Geary s’efforçait encore de trouver la réponse adéquate quand Desjani prit la parole : « Tout succès stratégique exige une feinte tactique, amiral Timbal. Beaucoup d’officiers se plaisent à croire que le gouvernement se plie aux diktats de l’amiral Geary. »
L’autre hocha la tête. « Tandis qu’ils seraient mécontents qu’il s’en abstînt. Je comprends. Mais nous sommes sur le fil du rasoir. Le QG de la flotte ne cesse d’émettre des instructions draconiennes, apparemment destinées à prouver qu’il tient les rênes. La flotte obéit, mais ces exigences arbitraires et parfois futiles lui pèsent de plus en plus.
— Je l’ai entendu dire par certains commandants de vaisseau, affirma Geary. Personne ne sait ce qui se passe. Ils se contentent de continuer à orbiter ici.
— Je n’en sais pas plus qu’un autre, mais la seule présence du président du Grand Conseil me donne à penser qu’on attend votre retour pour vous exhorter à agir. » Timbal se rembrunit, affichant pleinement son incertitude. « Et ils comptent envoyer la flotte en mission. Bien que les subsides aient été coupés partout, on m’a ordonné d’assurer malgré tout ici les réparations de tous les vaisseaux endommagés. Compte tenu de leur coût, ces ordres doivent provenir autant du gouvernement que du QG de la flotte. Maintenez-les sur place et procédez aux réparations. Tels ont été mes ordres.

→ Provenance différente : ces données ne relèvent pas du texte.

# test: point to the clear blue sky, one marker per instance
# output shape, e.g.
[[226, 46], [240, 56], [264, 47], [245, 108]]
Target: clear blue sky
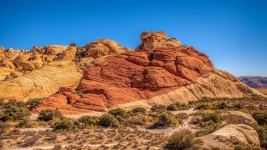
[[233, 33]]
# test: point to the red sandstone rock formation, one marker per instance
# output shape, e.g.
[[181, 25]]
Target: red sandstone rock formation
[[160, 71], [132, 76]]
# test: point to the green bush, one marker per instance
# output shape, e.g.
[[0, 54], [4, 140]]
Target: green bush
[[172, 107], [177, 106], [64, 124], [118, 113], [139, 110], [180, 140], [15, 113], [49, 114], [1, 144], [262, 132], [182, 116], [260, 117], [212, 117], [108, 120], [166, 120], [3, 126], [31, 103], [57, 147], [222, 105], [88, 120], [159, 108]]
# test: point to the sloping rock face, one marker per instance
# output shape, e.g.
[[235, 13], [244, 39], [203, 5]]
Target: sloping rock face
[[254, 81], [242, 132], [40, 72], [159, 75], [237, 117], [40, 83], [103, 47]]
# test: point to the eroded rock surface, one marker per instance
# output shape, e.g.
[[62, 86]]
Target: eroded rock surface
[[160, 75], [41, 71]]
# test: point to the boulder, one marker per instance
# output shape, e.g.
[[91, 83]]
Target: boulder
[[237, 117], [155, 40], [103, 47], [243, 133]]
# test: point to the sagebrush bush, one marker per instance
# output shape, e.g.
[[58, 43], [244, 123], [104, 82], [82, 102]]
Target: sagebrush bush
[[214, 117], [1, 144], [64, 124], [3, 127], [166, 120], [49, 114], [88, 120], [118, 113], [180, 140], [172, 107], [108, 120], [31, 103], [159, 108], [31, 140], [139, 110], [15, 113], [260, 117]]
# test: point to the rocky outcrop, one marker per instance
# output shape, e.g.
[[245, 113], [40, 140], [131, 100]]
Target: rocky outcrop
[[262, 90], [237, 117], [243, 133], [254, 81], [40, 83], [103, 47], [157, 40], [160, 75], [42, 71], [232, 133]]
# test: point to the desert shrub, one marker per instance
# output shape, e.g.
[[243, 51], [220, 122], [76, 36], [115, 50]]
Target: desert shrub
[[180, 140], [222, 105], [52, 137], [14, 113], [80, 93], [159, 108], [237, 107], [3, 127], [49, 114], [57, 147], [64, 124], [177, 106], [118, 113], [23, 123], [139, 110], [195, 120], [108, 120], [214, 117], [260, 117], [262, 132], [182, 116], [31, 103], [31, 140], [203, 107], [208, 128], [88, 120], [238, 147], [1, 144], [172, 107], [166, 120]]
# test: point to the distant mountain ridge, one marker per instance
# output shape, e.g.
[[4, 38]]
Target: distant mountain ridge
[[254, 81]]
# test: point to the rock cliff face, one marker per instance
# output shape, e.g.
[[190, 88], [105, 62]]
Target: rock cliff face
[[160, 71], [41, 71], [254, 82]]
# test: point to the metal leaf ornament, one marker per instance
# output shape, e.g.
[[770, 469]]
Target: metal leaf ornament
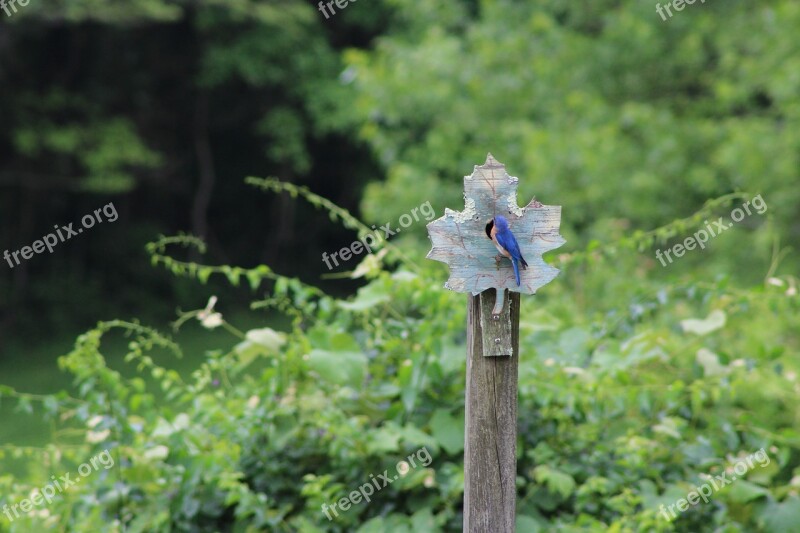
[[460, 237]]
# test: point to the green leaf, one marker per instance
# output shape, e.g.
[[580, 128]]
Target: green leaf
[[528, 524], [710, 363], [556, 481], [743, 491], [712, 322], [342, 368], [782, 517], [368, 297], [448, 430]]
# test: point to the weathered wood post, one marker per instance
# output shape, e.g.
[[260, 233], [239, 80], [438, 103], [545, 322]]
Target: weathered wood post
[[460, 239]]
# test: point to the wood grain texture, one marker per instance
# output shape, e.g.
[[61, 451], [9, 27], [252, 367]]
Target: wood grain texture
[[459, 238], [490, 463], [496, 328]]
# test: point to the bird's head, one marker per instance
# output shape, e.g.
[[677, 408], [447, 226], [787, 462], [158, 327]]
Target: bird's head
[[501, 223]]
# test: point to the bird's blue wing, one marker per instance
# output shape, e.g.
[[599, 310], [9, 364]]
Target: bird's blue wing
[[509, 242]]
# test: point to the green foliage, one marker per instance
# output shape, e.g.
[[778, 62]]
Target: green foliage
[[619, 412]]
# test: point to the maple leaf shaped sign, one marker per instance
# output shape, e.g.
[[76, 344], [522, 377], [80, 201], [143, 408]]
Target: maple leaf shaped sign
[[459, 237]]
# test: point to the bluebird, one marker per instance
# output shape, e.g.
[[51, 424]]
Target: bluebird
[[506, 243]]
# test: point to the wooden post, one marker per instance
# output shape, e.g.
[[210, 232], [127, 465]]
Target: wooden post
[[490, 449], [460, 239]]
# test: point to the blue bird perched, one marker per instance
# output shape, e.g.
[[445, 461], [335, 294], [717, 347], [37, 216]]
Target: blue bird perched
[[506, 243]]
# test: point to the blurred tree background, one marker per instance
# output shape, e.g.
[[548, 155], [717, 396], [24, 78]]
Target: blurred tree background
[[631, 123]]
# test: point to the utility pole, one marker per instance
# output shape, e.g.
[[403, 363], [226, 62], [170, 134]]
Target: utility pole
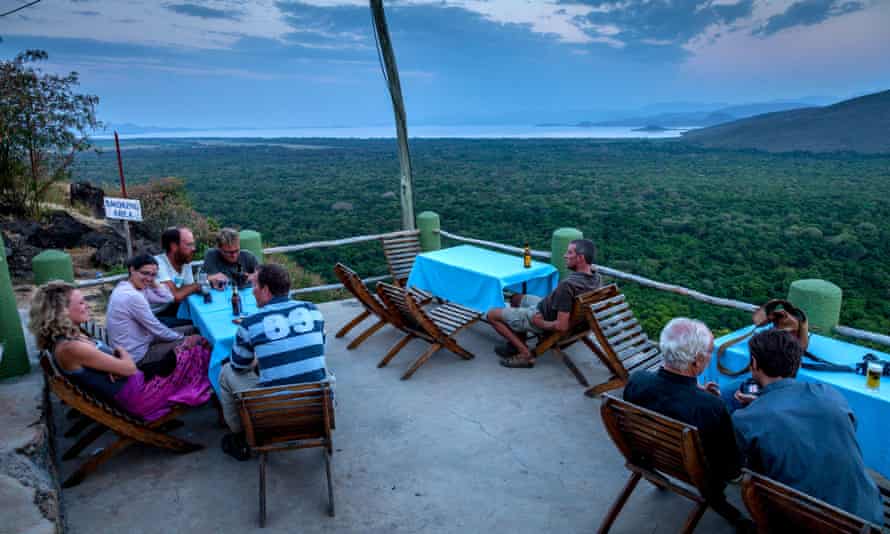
[[391, 73], [120, 169]]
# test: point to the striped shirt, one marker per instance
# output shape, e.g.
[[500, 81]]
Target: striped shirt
[[287, 339]]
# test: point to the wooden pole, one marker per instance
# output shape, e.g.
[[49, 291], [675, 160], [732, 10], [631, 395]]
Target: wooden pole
[[391, 72], [120, 169]]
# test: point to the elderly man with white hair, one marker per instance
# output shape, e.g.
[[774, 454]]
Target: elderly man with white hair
[[686, 345]]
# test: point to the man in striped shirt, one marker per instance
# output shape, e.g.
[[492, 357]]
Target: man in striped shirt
[[283, 343]]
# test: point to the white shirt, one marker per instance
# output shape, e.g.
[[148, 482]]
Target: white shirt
[[166, 272]]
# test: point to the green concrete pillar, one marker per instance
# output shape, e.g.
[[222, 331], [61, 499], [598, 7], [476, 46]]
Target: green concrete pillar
[[558, 246], [15, 354], [428, 224], [820, 300], [252, 241], [52, 265]]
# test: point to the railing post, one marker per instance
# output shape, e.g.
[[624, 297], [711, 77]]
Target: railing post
[[820, 300], [559, 244], [15, 354], [252, 241], [52, 265], [428, 224]]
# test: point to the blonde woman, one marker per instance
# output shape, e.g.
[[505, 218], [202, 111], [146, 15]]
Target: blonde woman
[[57, 309]]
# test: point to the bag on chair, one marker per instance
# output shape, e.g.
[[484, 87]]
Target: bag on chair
[[779, 313]]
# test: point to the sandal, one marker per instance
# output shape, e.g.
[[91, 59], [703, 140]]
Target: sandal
[[518, 363], [506, 350], [235, 446]]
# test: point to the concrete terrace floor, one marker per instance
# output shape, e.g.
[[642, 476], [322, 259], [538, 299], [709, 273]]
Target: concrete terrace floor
[[464, 446]]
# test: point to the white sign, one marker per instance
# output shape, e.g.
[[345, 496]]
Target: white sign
[[123, 208]]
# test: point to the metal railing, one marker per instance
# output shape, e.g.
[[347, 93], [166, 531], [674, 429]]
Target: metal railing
[[847, 331]]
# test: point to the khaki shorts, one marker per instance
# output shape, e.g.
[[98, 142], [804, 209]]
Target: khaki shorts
[[520, 319]]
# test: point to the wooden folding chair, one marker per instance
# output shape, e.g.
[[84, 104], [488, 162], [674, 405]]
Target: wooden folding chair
[[372, 306], [579, 330], [622, 345], [778, 508], [661, 450], [438, 327], [400, 252], [885, 500], [129, 428], [371, 302], [282, 418]]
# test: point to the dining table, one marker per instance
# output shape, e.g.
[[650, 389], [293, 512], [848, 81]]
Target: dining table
[[870, 407], [477, 277], [216, 322]]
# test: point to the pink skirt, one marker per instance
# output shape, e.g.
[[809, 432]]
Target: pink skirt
[[188, 384]]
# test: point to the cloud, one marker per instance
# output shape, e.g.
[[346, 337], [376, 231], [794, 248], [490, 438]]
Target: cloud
[[656, 23], [204, 12], [808, 13]]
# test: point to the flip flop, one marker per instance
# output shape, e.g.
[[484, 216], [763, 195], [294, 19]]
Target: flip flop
[[506, 350], [235, 446], [518, 363]]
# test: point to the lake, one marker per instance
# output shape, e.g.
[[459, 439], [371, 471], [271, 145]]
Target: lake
[[371, 132]]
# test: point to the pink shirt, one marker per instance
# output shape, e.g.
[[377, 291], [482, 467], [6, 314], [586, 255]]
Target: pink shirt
[[130, 322]]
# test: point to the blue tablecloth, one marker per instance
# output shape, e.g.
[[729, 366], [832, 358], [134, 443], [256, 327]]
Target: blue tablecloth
[[214, 321], [476, 277], [871, 408]]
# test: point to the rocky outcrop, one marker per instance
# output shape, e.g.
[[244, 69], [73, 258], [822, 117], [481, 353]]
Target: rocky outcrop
[[29, 487], [25, 239], [86, 194]]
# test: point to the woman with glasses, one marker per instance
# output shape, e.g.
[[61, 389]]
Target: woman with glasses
[[56, 311], [132, 325]]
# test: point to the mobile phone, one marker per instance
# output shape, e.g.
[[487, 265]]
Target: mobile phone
[[750, 387]]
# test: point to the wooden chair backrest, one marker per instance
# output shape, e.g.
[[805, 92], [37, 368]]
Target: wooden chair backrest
[[654, 442], [287, 417], [618, 333], [76, 397], [354, 284], [400, 252], [885, 500], [395, 299], [776, 507]]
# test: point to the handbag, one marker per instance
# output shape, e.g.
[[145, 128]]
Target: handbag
[[780, 314]]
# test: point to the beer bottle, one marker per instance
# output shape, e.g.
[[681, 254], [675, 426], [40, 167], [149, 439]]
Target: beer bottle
[[236, 301]]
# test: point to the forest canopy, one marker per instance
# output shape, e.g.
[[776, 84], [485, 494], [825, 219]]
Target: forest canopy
[[737, 224]]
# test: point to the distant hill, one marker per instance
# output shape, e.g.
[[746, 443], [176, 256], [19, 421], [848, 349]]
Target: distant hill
[[860, 125], [702, 118]]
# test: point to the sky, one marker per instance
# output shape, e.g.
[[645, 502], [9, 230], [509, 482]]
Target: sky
[[283, 63]]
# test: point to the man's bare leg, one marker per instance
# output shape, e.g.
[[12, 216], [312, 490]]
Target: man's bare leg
[[495, 317]]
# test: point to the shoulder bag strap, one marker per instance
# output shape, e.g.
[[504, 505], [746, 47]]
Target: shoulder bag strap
[[725, 345]]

— Avez-vous eu l’occasion de parler de ce qui se passe avec des officiers de la flotte ? demanda Geary.
— Oui. Mais la plupart présument que c’est vous qui avez ordonné la poursuite des réparations pour des raisons personnelles. Personne ne semble avoir le moindre indice, ce qui est très inhabituel. Vous savez à quel point il est difficile de garder le secret. »
Desjani secoua la tête. « Comment peut-on préparer convenablement la flotte à une mission quand on ignore ce qu’elle sera ?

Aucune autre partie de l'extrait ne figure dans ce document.